Education et éthique du progrès
p. 263-271
Texte intégral
1Il est de bon ton aujourd’hui de critiquer la notion de progrès. Elle apparaît, au mieux, comme le symptôme d’une indéfendable naïveté, sourde aux déconstructions que ne cessent pourtant de lui opposer les sciences de l’homme. Au pire, non seulement cette notion doit être critiquée comme chimérique, mais cette chimère doit être moralement et politiquement condamnée, puisque c’est en son nom, au nom d’un progrès inscrit dans le cours même de l’histoire, que des générations entières furent sacrifiées.
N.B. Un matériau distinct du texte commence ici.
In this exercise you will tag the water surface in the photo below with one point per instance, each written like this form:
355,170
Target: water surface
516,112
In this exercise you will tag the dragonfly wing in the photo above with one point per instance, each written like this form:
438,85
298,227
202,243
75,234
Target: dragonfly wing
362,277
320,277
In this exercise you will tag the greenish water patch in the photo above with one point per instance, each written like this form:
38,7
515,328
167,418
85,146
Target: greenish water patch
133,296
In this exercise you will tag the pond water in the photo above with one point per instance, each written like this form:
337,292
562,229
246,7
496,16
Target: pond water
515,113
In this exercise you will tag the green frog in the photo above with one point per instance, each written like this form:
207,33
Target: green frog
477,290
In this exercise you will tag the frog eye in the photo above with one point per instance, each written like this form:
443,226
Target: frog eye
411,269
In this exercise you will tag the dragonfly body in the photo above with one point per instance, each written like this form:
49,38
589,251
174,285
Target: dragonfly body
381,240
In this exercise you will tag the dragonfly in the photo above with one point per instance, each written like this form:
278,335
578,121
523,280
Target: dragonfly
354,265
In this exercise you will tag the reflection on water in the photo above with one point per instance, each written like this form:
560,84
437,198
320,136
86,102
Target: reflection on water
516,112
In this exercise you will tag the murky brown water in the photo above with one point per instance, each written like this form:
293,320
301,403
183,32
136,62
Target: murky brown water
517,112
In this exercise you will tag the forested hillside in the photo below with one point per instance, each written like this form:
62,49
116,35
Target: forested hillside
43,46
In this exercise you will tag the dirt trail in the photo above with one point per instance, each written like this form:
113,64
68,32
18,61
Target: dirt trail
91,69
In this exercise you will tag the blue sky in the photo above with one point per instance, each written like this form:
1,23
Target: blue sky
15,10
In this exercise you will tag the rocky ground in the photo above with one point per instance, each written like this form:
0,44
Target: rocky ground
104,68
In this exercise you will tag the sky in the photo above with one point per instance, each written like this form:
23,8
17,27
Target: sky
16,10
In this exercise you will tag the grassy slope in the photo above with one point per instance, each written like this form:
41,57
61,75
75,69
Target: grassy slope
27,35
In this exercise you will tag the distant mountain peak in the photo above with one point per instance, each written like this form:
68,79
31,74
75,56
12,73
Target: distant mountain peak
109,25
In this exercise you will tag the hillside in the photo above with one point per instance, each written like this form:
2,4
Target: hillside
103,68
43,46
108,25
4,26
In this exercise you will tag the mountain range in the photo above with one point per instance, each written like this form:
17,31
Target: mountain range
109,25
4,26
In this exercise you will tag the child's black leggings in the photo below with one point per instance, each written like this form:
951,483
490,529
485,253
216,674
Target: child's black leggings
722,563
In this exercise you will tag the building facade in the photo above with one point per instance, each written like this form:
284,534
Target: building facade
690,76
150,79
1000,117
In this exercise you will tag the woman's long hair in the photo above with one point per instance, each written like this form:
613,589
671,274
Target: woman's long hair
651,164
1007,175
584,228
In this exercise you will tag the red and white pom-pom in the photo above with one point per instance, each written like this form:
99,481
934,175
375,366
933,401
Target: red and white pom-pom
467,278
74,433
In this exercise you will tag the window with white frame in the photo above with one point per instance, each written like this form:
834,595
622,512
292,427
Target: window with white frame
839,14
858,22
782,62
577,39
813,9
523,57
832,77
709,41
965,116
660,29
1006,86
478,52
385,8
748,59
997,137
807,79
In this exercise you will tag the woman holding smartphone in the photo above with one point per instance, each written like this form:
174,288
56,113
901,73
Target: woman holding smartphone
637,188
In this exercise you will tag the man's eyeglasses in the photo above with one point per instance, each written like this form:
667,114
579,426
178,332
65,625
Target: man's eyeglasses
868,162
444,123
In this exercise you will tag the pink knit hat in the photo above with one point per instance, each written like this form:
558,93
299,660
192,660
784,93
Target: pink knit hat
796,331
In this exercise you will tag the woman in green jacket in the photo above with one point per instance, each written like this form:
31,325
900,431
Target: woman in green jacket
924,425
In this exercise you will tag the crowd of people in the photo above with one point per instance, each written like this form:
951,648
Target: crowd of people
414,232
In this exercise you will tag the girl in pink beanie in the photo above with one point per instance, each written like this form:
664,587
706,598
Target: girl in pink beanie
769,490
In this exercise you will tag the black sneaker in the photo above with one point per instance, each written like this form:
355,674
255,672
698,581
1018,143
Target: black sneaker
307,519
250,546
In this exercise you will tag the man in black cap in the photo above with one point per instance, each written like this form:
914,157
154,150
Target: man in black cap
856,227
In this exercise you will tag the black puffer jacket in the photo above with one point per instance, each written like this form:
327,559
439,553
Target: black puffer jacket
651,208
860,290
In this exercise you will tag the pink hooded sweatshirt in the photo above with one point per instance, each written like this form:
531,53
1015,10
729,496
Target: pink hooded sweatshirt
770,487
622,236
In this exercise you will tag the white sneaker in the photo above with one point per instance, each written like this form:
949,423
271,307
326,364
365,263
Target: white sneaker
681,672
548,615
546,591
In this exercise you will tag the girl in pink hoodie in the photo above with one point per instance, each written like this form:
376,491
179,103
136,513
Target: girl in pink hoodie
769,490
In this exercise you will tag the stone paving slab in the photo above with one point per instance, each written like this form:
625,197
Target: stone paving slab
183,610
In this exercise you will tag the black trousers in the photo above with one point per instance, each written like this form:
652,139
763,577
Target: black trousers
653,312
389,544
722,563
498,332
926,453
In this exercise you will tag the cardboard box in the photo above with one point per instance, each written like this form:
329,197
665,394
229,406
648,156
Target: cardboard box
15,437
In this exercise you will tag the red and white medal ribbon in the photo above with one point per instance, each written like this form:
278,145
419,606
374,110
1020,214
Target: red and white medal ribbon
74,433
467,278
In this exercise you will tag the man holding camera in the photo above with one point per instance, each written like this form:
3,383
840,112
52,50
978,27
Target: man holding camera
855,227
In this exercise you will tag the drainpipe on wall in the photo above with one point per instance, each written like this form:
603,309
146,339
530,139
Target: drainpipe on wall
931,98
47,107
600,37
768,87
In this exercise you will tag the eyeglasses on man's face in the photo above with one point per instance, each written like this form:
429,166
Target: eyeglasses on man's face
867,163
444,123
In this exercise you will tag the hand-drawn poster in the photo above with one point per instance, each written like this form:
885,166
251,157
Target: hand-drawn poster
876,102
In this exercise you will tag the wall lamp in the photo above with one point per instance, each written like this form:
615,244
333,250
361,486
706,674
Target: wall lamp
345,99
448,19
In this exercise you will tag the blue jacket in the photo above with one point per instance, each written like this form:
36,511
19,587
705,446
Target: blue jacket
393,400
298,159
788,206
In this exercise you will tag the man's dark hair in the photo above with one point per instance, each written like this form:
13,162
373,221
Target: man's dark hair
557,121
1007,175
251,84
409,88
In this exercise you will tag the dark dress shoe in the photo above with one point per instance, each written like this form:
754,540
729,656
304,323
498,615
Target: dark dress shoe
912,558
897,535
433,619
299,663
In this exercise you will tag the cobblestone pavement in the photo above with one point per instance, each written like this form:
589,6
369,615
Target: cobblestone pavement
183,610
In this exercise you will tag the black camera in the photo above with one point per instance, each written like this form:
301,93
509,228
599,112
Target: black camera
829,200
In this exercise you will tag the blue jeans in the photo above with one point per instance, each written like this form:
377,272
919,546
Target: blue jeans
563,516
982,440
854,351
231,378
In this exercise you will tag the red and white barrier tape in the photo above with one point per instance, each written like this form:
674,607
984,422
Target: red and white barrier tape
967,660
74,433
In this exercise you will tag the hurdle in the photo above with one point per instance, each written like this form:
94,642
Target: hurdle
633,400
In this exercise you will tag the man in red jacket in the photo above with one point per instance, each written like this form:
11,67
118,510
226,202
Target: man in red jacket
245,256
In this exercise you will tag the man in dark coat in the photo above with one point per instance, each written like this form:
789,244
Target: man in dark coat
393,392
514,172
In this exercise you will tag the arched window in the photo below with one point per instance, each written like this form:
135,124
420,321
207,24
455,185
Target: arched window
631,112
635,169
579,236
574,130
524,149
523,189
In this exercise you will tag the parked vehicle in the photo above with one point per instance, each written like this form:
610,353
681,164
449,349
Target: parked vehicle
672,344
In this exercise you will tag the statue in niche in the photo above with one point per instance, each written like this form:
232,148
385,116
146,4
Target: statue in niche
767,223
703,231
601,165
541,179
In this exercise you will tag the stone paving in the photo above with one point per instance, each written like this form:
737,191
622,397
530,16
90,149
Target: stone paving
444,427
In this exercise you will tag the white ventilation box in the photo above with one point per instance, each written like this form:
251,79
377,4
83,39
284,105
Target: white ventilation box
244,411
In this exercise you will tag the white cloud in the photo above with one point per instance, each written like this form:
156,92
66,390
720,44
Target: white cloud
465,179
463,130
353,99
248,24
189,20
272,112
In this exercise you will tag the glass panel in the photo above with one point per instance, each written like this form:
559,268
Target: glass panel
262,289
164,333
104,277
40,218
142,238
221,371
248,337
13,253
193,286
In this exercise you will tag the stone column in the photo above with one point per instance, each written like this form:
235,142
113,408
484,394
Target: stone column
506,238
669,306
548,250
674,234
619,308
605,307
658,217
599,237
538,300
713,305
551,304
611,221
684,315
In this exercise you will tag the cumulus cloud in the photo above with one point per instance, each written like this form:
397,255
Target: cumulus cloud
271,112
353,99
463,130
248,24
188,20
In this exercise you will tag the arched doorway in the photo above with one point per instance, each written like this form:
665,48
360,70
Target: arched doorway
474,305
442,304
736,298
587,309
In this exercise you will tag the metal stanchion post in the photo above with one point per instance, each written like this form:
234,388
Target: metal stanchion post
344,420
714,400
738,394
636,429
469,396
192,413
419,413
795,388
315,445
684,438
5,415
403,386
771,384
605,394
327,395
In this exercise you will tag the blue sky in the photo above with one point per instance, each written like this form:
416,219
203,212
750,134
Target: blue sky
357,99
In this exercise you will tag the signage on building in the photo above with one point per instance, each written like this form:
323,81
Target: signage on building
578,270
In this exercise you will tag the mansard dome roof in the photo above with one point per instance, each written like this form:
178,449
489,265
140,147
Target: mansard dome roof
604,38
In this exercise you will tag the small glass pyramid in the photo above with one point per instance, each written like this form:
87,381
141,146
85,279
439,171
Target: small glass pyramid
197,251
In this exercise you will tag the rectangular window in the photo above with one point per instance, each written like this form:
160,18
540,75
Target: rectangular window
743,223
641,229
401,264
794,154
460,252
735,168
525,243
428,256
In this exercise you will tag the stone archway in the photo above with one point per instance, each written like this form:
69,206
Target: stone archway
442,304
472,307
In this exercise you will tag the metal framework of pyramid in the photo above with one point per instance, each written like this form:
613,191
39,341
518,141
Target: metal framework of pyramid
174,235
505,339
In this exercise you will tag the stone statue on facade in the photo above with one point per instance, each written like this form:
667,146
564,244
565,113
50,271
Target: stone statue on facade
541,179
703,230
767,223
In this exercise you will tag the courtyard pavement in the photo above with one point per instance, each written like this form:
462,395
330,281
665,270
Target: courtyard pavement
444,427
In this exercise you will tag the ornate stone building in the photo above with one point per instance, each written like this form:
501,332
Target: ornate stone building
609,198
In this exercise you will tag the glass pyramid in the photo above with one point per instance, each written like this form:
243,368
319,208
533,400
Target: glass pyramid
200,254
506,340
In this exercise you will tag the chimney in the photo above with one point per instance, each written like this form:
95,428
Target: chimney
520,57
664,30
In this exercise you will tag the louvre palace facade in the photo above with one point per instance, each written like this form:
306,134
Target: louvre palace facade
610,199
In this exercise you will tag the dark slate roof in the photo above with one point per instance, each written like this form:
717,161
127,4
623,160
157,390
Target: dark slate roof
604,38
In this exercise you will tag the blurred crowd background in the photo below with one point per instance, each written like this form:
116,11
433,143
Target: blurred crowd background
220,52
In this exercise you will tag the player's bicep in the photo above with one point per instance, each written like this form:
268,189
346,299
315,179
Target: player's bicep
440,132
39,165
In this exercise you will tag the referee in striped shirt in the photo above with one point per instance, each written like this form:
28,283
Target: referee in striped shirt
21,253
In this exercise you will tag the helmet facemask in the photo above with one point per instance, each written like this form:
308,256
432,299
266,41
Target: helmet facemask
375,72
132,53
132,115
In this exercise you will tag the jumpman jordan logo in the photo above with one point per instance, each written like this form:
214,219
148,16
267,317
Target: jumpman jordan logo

2Il n’en demeure pas moins que l’Idée de progrès est fichée au coeur du projet moderne d’éduquer, et que chercher à l’en extirper pourrait être fatal pour l’entreprise d’éduquer elle-même. Si les critiques du progrès s’attaquent légitimement à son usage dogmatique, peuvent-elles pour autant prétendre avoir ainsi ôté toute pertinence à cette notion ? Dans la lignée de l’héritage kantien, je voudrais tenter d’indiquer qu’un usage critique, qui fait du progrès une Idée pratique peut et même doit orienter ceux et celles qui font choix d’éduquer.
3L’Idée du progrès, quand elle se soumet à la critique, quand elle rend sa juste place au soupçon, peut se savoir pari éthique, aussi impératif sur le plan pratique qu’inaccessible théoriquement ; choix appelé par les exigences de l’action éducative elle-même.
4C’est à une mise en perspective limitée de ce pari éthique que l’on va s’attacher ici en en montrant l’importance sur deux points, avant de faire retour à la notion de progrès elle-même.
5Ce choix commande le statut de l’entreprise éducative elle-même. En la comprenant comme une pratique, il règle principiellement les rapports entre celle-ci et les sciences de l’éducation (I).
6De ce choix dépend l’articulation et la hiérarchisation des différents rôles dévolus à l’éducation (II).
7Si c’est bien un choix éthique et non une attitude spéculative qui est constitutif de l’acte d’éduquer, cela n’implique pas que nous soyons renvoyés à l’indicible ou à l’arbitraire. Ce choix peut et doit être sans cesse réfléchi, ressaisi, critiqué, précisément à partir des possibilités effectives qu’il prétend inaugurer (III).
I. Education et savoirs
8« L’homme est la seule créature qui doive être éduquée. »1 C’est par cette affirmation forte que Kant inaugure ses réflexions sur l’éducation.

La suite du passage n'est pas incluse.